Embarrassed, Sandy and Michael stood in the kitchen. Sandy longed to get out of the house. ‘You’ve not been into Setter since you got back,’ he said. ‘Would you like to come? See the old place?’
‘Aye. Why not? Amelia’s asleep on our bed. She finds this sort of family occasion exhausting.’
Sandy bit his tongue. Another sign of his greater maturity.
They walked to Setter despite the wind, which made it feel like winter again, and the sudden showers of rain. Sandy felt more awake than he had all day. The range was still alight in the kitchen. Sandy brought in peat from the pile outside and set it beside the Rayburn to dry for later. Without thinking he poured a dram for both of them.
‘Sorry,’ he said. ‘Mother tells me you don’t drink any more.’
Michael smiled. ‘Oh, don’t believe everything she tells you. I make an exception for special occasions.’
‘It seems so strange in here without Mima, don’t you think so?’
‘When I was growing up,’ Michael said, ‘there was one time when I believed Mima was a trowie wife. Did you ever hear those stories?’
Sandy shook his head. The trows were part of Shetland folklore, but he’d never believed in them, even when he was a peerie boy.
‘Maybe it was before you started school. It was one of those crazes that start suddenly then disappear. They said she was a trowie wife and she’d put a spell on her husband and made him die. For a couple of weeks I wouldn’t come here on my own. Then the kids had something else to talk about and I forgot all about it. Until now.’
‘Are you saying it was a trow killed Mima?’
Michael laughed out loud. ‘A trow named Ronald? I think he’s kind of large, don’t you?’
Sandy was tempted to tell Michael that maybe Ronald wasn’t the culprit but things between the men seemed easy now and he didn’t want to spoil that.
‘Mother’s right about Setter,’ Michael said. ‘Father should sell it.’
‘He’ll never do that.’
‘I don’t think he’ll have any choice,’ Michael said. ‘How much do you think he makes from the crofting? I doubt Duncan Hunter gave him a pension plan and he’s not getting any younger.’
‘They manage OK.’
‘Do they? I don’t understand how.’
They sat for a while in silence. Sandy offered Michael another dram but he shook his head. ‘I should get back and see how Amelia’s getting on.’
Sandy would have liked to ask about Amelia.
What possessed you to take up with a woman like that?

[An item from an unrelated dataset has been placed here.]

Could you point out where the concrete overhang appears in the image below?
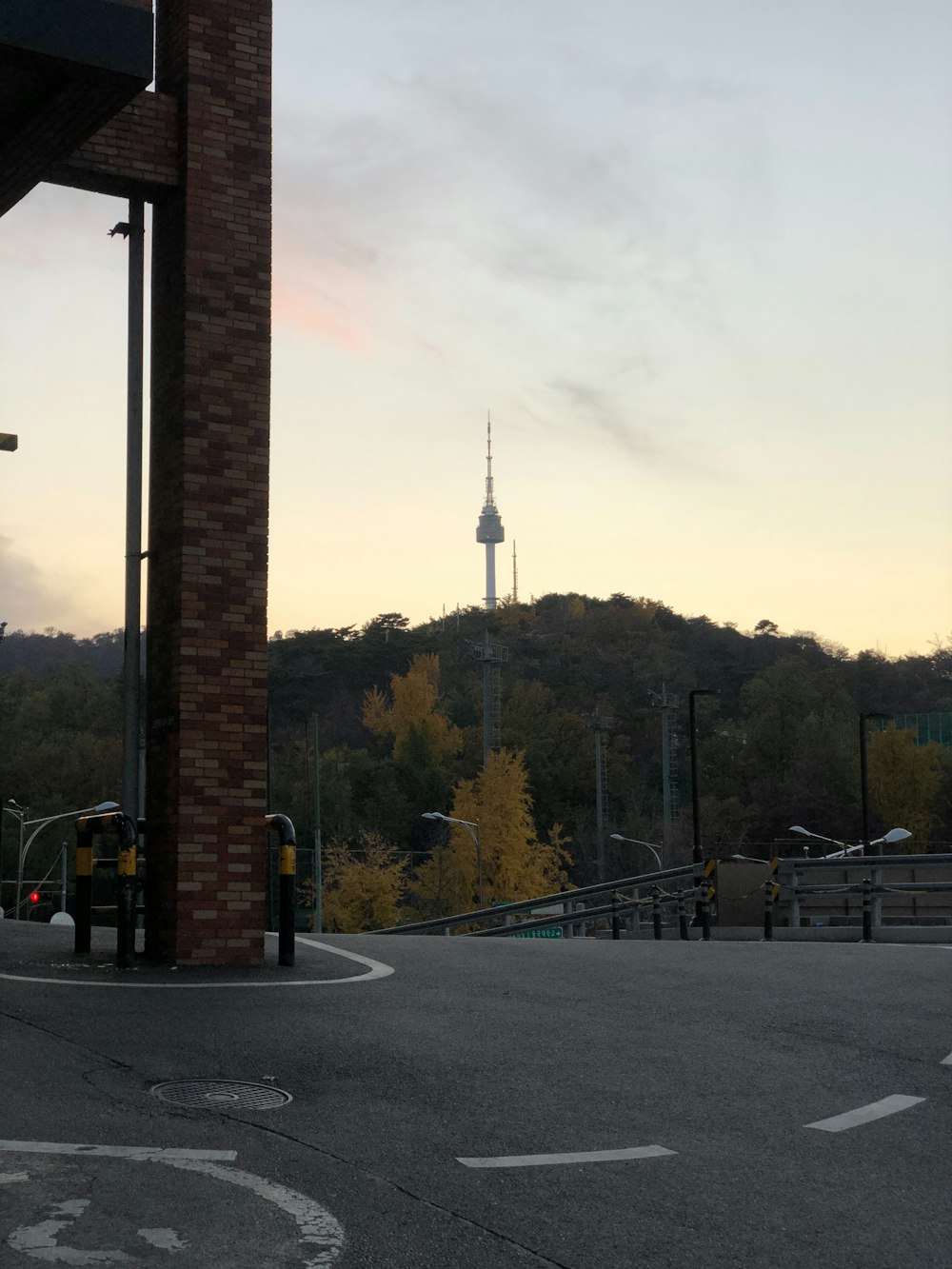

But what good would it do? They were married with a bairn. Michael would have to make the best of it. ‘Will you find your way back?’ Michael laughed again. ‘Oh, I think I’ll manage.’ The first thing Sandy did when he was on his own was to change out of his suit. Then he began to think of what Michael had said about their parents’ income and the implications of it. It kept him up late into the night. Once he got up to make coffee, but the rest of the time he sat in Mima’s chair, thinking. He would have liked to discuss his thoughts with Perez. Perez would likely reassure him that he wasn’t on the right track at all. He was Sandy Wilson and he always got things wrong. But Perez must have thought Sandy would want to be on his own on the evening of his grandmother’s funeral and he never turned up.